И весь славный полк ногу враз поднял и шарахнул с громом всем фрунтом к карете. На что была бесстрашна государыня, а и та ужаснулась и за граненое стекло живо – шасть. Такая силища именинников грянула: весь полк до последнего каптенармуса. Оттого и прозвище – именинники. А все хохлы, от них станется.

Да, весело было солдатству служить во времена Матушки…

Однако наши шевронисты, как должно, дымной громадой прогрохотали к дворцовому коменданту, отрапортовали, застыли.

На киверах орлы блещут. Не дышит лейб-гвардия, разве усища шевелятся: у Ощипки усища, как черная ночь, у Туры, – Бог его знает, может быть, и татарин, – красным жаром горят, а у чухны усы пушистые, с тусклостью. Только у синеглазого силача Кости подусников нет, а запущен по румяной щеке каштановый бак…

Стоят четыре шеврониста во фрунт, в парадных белых штанах, огромадные, в-точь лудвигбургские гренадеры, что у Синего моста тогда заезжий немец показывал.

Дворцовый комендант, височки с рыжинкой, стал прилаживать к ним некие лакированные сумки с медными пуговками, на черных ремнях, чтобы сзаду держались.

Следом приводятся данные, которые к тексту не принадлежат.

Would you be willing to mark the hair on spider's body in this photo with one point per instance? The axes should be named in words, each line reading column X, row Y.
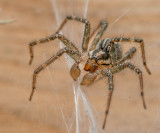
column 104, row 57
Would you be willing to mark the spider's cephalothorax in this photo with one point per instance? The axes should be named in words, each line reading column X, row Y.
column 104, row 57
column 101, row 55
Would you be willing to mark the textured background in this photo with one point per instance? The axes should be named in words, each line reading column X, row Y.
column 34, row 20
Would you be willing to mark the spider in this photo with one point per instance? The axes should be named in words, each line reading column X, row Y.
column 104, row 57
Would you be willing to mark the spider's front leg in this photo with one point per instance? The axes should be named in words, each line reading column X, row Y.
column 86, row 34
column 108, row 73
column 137, row 40
column 61, row 37
column 100, row 31
column 48, row 62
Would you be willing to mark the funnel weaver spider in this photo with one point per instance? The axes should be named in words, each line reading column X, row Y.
column 99, row 53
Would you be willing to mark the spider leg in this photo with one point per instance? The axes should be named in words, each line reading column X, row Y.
column 48, row 62
column 127, row 55
column 137, row 70
column 86, row 34
column 137, row 40
column 109, row 74
column 62, row 38
column 100, row 31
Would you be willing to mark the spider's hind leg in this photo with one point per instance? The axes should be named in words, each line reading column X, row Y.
column 137, row 40
column 48, row 62
column 137, row 70
column 51, row 38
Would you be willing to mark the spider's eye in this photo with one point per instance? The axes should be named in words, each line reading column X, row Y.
column 93, row 68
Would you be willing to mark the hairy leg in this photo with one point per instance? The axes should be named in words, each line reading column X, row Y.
column 48, row 62
column 86, row 34
column 100, row 31
column 62, row 38
column 137, row 40
column 127, row 55
column 137, row 70
column 109, row 74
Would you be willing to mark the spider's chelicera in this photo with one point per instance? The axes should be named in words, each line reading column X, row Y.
column 104, row 57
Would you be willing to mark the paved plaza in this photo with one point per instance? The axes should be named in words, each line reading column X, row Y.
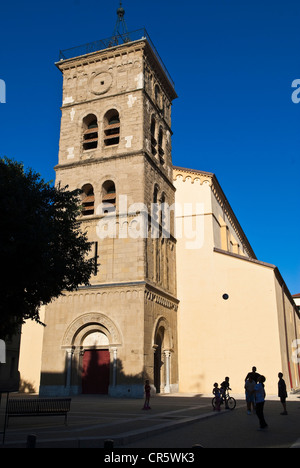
column 177, row 421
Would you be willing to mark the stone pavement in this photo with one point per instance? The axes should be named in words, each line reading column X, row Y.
column 174, row 421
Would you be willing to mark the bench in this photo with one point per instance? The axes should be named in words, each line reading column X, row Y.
column 38, row 407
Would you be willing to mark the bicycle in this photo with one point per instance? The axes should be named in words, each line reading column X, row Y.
column 230, row 402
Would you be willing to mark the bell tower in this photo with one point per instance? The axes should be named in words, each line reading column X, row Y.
column 115, row 145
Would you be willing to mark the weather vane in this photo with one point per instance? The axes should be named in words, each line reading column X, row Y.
column 120, row 31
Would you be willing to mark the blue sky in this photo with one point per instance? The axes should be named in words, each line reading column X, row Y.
column 233, row 63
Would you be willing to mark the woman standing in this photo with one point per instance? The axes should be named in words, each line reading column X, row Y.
column 260, row 397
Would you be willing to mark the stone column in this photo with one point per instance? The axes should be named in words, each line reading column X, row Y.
column 70, row 353
column 168, row 368
column 115, row 354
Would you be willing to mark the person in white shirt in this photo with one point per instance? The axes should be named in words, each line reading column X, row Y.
column 250, row 394
column 260, row 396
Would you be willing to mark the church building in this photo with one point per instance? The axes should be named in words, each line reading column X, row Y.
column 177, row 295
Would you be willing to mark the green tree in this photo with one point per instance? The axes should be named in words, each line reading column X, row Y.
column 43, row 251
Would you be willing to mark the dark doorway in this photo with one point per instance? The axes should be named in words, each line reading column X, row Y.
column 95, row 372
column 157, row 364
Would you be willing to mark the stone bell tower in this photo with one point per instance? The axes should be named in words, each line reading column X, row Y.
column 115, row 145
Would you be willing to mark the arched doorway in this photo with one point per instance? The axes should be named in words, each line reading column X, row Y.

Комендант затягивал пряжки, упирая в животы шевронистов коленку.

Для сумок шевронисты и были в дворец позваны; как сумочки сзаду держатся. А в сумочках будто медикамент и прочее. Прусский принц предложил такое новшество амуничное в гвардию ввести, и государь на немецкие штуки залюбопытствовал.

Двинули гвардейцев в зало, каблуки прогремели, зазвенел на люстрах хрусталь.

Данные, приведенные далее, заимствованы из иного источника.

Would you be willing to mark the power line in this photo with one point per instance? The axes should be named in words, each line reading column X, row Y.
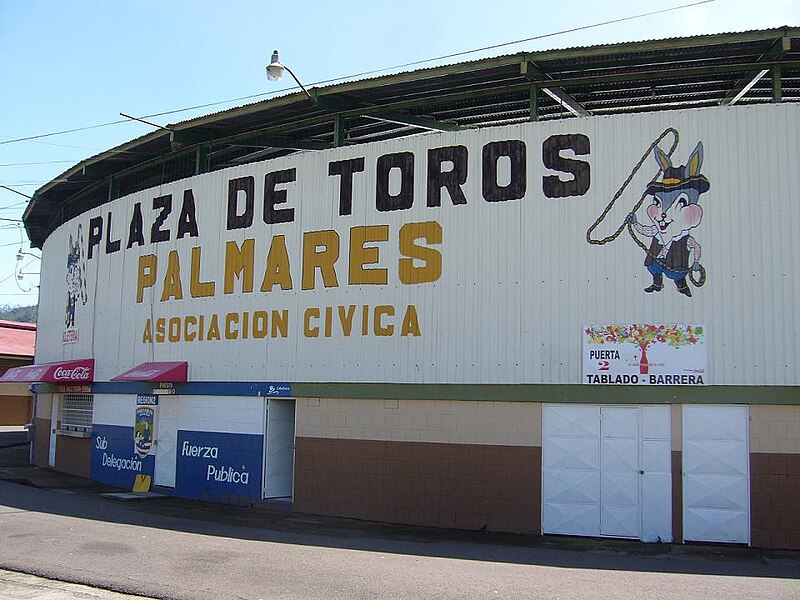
column 373, row 72
column 43, row 162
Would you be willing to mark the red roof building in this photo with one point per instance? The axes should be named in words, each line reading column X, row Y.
column 17, row 342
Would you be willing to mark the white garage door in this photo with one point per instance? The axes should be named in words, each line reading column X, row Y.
column 606, row 471
column 166, row 441
column 716, row 474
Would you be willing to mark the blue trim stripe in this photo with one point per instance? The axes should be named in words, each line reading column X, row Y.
column 270, row 389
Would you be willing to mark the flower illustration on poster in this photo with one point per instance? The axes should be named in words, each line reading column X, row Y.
column 645, row 354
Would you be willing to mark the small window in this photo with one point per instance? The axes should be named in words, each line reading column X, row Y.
column 76, row 412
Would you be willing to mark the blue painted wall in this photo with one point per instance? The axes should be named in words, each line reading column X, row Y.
column 113, row 460
column 219, row 467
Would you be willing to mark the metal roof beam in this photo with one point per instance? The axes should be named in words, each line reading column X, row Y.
column 402, row 118
column 778, row 50
column 533, row 73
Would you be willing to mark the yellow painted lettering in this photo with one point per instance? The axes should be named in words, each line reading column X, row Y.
column 172, row 280
column 410, row 322
column 278, row 270
column 280, row 323
column 431, row 269
column 231, row 319
column 346, row 318
column 213, row 328
column 320, row 251
column 187, row 322
column 147, row 335
column 361, row 255
column 147, row 274
column 260, row 324
column 384, row 310
column 239, row 265
column 308, row 330
column 199, row 289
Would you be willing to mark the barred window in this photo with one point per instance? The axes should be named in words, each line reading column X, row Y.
column 76, row 412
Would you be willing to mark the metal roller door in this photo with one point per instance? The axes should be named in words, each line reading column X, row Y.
column 716, row 474
column 606, row 471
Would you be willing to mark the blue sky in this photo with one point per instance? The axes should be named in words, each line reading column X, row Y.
column 67, row 65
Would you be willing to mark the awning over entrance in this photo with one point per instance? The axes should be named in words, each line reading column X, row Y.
column 172, row 372
column 68, row 372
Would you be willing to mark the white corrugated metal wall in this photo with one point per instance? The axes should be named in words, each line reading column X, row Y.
column 519, row 281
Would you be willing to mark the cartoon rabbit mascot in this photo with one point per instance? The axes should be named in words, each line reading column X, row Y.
column 675, row 210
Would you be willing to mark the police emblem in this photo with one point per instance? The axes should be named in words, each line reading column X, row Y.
column 143, row 431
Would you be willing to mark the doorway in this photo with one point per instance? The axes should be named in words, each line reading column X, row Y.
column 279, row 449
column 607, row 471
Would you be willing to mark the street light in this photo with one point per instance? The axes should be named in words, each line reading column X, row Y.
column 275, row 70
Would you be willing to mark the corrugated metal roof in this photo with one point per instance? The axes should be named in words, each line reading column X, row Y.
column 616, row 78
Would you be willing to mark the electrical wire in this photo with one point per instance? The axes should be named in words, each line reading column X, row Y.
column 366, row 73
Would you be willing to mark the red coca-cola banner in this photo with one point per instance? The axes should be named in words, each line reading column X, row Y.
column 70, row 372
column 174, row 372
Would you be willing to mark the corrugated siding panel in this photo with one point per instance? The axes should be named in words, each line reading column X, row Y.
column 519, row 281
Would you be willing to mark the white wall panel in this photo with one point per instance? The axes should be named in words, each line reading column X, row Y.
column 114, row 409
column 518, row 282
column 229, row 414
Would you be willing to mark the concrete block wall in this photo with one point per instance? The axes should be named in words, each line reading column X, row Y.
column 775, row 476
column 470, row 465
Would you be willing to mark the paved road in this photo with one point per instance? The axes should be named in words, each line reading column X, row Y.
column 169, row 548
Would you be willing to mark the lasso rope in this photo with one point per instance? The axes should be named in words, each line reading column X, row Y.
column 637, row 206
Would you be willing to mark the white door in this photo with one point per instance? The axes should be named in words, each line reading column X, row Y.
column 279, row 450
column 166, row 441
column 51, row 455
column 716, row 474
column 600, row 464
column 619, row 472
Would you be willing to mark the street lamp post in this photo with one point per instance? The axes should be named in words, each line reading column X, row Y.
column 275, row 70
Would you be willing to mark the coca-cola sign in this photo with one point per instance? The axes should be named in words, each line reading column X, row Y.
column 73, row 371
column 73, row 374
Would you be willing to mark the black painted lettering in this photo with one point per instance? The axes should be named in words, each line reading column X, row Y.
column 404, row 162
column 187, row 222
column 552, row 185
column 272, row 197
column 164, row 204
column 111, row 247
column 515, row 190
column 136, row 229
column 246, row 185
column 95, row 233
column 452, row 179
column 345, row 170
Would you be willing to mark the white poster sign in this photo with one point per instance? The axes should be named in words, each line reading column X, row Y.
column 644, row 354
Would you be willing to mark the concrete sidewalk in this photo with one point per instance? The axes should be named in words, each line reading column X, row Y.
column 66, row 528
column 19, row 586
column 15, row 468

Стали шевронисты у белой колонны.

Блещет широкий паркет, многие свечи горят под лепным потолком в канделябрах. Регалии генералитета сияют, и у генералов на лбах отблески от многих свечей, точно бы в масле червонцы.

Белым дымом колеблются у белых дверей кавалерственные дамы. Там лишь пуфы, тюли и вазы, призраки, облако, разве у которой сверкнет малиновая лента через плечо и дрогнет сияющий каплей кавалерственный бриллиантовый вензель.

Справа в шеренге стоял хохол Ощипок, к нему под рост москвич Костя, а там чухонец Цируль и Тура, Бог его знает, может быть, и татарин.

Император в белом мундире, на лысом лбу тоже отблеск червонца, а с ним прусский принц в зеленом мундире с черной грудью, тощенький принц на ногу припадает, вышли под руку из белых дверей.